Past Imperfect
VOLUME 6
1997
Editors: Douglas Bailie, Tracy Pelland, Siobhan McNaught
A Conceptual History of Civil Society:
From Greek Beginnings
to the End of Marx
Boris DeWiel
The idea of civil society has undergone a renaissance in
recent years, but missing from this literature is an explanation for its
historical transformation in meaning. Originally civil society was synonymous
with political society, but the common modern meaning emphasizes autonomy
from the state. This paper traces this historical transformation within
the context of the history of ideas, and suggests that the critical event
was an eighteenth-century reaction against the rationalistic universalism
associated with the French Enlightenment. The continued significance of
the question of universalism is suggested by the fact that universalistic
Marxist-Leninist theories provided the ideological underpinnings for the
destruction of civil society in Eastern European nations. The paper concludes
that three elements are essential to the modern understanding of civil
society: its autonomy from the state, its interdependence with the state,
and the pluralism of values, ideals and ways of life embodied in its institutions.

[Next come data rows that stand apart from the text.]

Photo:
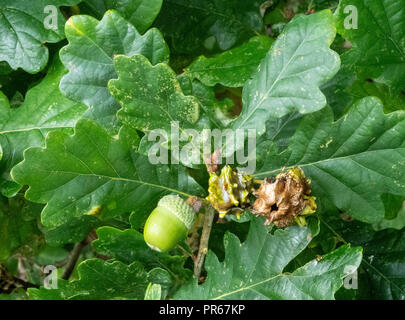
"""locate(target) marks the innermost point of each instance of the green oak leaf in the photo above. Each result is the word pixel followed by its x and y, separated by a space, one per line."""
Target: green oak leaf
pixel 93 173
pixel 150 96
pixel 103 280
pixel 23 31
pixel 231 68
pixel 73 231
pixel 45 109
pixel 89 59
pixel 141 13
pixel 188 23
pixel 352 161
pixel 255 268
pixel 386 254
pixel 289 77
pixel 381 274
pixel 378 42
pixel 390 100
pixel 129 246
pixel 15 228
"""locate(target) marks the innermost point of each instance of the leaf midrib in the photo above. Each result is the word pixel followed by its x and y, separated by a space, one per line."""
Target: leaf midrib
pixel 141 182
pixel 323 161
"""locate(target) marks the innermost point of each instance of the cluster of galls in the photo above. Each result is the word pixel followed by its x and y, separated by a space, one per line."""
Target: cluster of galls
pixel 282 200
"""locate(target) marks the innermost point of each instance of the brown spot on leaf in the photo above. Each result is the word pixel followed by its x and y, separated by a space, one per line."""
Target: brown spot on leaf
pixel 285 199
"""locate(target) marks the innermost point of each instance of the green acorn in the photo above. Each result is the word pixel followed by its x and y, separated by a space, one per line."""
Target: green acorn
pixel 169 223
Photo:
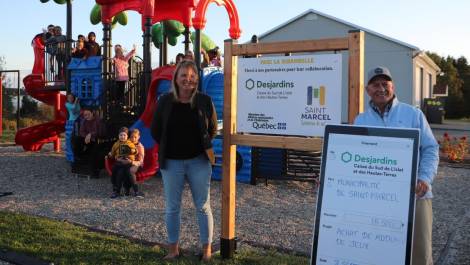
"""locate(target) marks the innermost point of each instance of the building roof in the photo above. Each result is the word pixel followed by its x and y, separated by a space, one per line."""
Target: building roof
pixel 340 21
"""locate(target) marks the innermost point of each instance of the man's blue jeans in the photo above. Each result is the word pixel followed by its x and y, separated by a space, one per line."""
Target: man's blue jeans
pixel 198 173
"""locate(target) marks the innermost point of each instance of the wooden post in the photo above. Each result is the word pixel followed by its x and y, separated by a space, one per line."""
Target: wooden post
pixel 356 74
pixel 227 240
pixel 354 43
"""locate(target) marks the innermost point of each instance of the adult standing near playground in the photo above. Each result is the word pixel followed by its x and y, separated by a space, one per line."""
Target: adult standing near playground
pixel 121 63
pixel 92 46
pixel 85 145
pixel 184 125
pixel 57 50
pixel 385 110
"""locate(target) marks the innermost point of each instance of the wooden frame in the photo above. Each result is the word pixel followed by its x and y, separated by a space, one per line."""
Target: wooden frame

Parliamentary Speeches of the Fin de Siècle
German Political Antisemites
Robert Stack
Historians have used materialist and idealist arguments to attempt to explain
the nature of antisemitism in Imperial Germany. An analysis of parliamentary
debates from 1887 to 1898 shows antisemitic politicians’ concerns reflected
those of agrarian populists in other countries, such as the United States.
This argues against German particularism as an explanation for Imperial
antisemitism, and further suggests that the politicians’ specifically anti-Jewish
aims were secondary to their Mittelstand economic interests.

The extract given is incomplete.